My approach to solving HackerRank’s Compare the Triplets code challenge.

Problem

Alice and Bob each created one problem for HackerRank. A reviewer rates the two challenges, awarding points on a scale from 1 to 100 for three categories: problem clarity, originality, and difficulty.

The rating for Alice's challenge is the triplet a = (a[0], a[1], a[2]), and the rating for Bob's challenge is the triplet b = (b[0], b[1], b[2]).

The task is to find their comparison points by comparing a[0] with b[0], a[1] with b[1], and a[2] with b[2].

• If a[i] > b[i], then Alice is awarded 1 point.
• If a[i] < b[i], then Bob is awarded 1 point.
• If a[i] = b[i], then neither person receives a point.

Comparison points is the total points a person earned.

Given a and b, determine their respective comparison points.

Example

a = [1, 2, 3]

b = [3, 2, 1]

For elements 0, Bob is awarded a point because a[0].

For the equal elements a[1] and b[1], no points are earned.

Finally, for elements 2, a[2] > b[2] so Alice receives a point.

The return array is [1, 1] with Alice's score first and Bob's second.

Return

int[2]: Alice's score is in the first position, and Bob's score is in the second.

Sample Input

5 6 7
3 6 10

Sample Output

1 1

Solution

We start by creating a few variables to hold the comparison results.

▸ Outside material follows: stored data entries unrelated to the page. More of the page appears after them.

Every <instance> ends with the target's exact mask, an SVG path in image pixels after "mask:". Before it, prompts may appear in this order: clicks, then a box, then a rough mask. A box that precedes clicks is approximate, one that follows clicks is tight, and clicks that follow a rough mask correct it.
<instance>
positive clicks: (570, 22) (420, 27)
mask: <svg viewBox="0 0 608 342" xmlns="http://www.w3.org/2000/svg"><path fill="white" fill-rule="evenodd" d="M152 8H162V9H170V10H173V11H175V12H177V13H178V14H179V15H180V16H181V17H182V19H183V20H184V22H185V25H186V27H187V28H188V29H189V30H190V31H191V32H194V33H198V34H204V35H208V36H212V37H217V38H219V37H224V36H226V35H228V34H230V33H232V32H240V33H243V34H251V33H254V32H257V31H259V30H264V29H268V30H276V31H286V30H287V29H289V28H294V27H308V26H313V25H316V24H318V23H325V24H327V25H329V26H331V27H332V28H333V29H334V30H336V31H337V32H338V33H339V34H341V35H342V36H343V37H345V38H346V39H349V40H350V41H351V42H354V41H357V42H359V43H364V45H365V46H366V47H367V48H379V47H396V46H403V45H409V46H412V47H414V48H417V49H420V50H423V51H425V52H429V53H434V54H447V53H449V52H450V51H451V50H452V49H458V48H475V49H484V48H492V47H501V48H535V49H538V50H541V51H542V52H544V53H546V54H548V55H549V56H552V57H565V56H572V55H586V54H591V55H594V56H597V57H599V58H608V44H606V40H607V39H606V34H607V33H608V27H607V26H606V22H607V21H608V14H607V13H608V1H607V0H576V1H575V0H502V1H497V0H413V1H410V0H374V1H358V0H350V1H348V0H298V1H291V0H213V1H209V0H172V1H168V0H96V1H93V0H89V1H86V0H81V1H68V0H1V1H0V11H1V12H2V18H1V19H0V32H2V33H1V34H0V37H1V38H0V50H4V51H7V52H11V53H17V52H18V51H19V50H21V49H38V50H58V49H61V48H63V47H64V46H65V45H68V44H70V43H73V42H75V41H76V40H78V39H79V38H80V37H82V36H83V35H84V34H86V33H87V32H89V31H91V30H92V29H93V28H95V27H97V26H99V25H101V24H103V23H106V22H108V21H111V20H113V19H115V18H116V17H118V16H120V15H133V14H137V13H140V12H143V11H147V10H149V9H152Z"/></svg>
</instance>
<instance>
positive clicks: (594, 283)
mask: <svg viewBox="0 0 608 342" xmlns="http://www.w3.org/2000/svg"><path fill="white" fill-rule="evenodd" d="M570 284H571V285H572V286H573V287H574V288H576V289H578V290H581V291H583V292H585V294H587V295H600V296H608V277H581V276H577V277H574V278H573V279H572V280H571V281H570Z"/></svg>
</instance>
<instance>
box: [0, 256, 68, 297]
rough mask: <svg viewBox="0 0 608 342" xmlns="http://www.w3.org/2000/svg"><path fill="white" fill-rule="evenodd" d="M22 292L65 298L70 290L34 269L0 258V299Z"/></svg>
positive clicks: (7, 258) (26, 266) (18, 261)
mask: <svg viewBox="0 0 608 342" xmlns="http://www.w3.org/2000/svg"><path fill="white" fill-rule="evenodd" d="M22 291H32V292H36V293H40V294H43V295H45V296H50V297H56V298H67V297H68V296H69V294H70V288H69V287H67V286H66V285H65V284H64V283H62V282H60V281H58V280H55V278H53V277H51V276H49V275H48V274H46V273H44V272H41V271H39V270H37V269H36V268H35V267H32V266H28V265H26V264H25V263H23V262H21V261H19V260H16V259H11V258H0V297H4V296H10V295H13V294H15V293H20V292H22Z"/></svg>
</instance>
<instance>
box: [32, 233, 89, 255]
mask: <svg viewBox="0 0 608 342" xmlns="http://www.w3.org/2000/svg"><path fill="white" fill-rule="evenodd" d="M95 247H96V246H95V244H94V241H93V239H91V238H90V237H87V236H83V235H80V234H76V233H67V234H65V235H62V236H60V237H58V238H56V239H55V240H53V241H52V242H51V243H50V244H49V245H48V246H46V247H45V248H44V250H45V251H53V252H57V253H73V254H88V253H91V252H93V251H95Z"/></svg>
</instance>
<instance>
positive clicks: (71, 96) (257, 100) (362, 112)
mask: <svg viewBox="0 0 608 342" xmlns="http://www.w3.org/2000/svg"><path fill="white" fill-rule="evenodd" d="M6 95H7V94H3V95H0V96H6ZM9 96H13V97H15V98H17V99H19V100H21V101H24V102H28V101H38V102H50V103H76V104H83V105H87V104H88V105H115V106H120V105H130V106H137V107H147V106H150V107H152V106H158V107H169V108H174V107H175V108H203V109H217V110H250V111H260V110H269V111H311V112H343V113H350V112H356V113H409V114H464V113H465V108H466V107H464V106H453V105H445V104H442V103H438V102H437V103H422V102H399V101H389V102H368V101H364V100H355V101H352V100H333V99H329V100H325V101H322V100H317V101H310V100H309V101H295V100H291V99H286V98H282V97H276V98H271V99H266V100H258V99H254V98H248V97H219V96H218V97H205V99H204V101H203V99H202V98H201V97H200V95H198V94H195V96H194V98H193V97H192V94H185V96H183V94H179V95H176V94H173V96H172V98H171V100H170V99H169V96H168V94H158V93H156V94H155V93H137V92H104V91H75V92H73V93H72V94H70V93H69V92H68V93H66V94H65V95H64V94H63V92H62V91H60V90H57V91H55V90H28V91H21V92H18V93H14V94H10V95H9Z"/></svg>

Both arrays are equal in length, so we can do a for loop based on any array size. Then during each loop, we compare values of both arrays, and if a[i] is bigger than b[i], then we bump aScore by 1. Else we bump the score for bScore.

Then we return the results of the scores as an array.

function compareTriplets(a, b) {
  let aScore = 0,
    bScore = 0;

  for (let i = 0; i < a.length; i++) {
    if (a[i] > b[i]) {
      aScore++;
    } else if (a[i] < b[i]) {
      bScore++;
    }
  }

  return [aScore, bScore];
}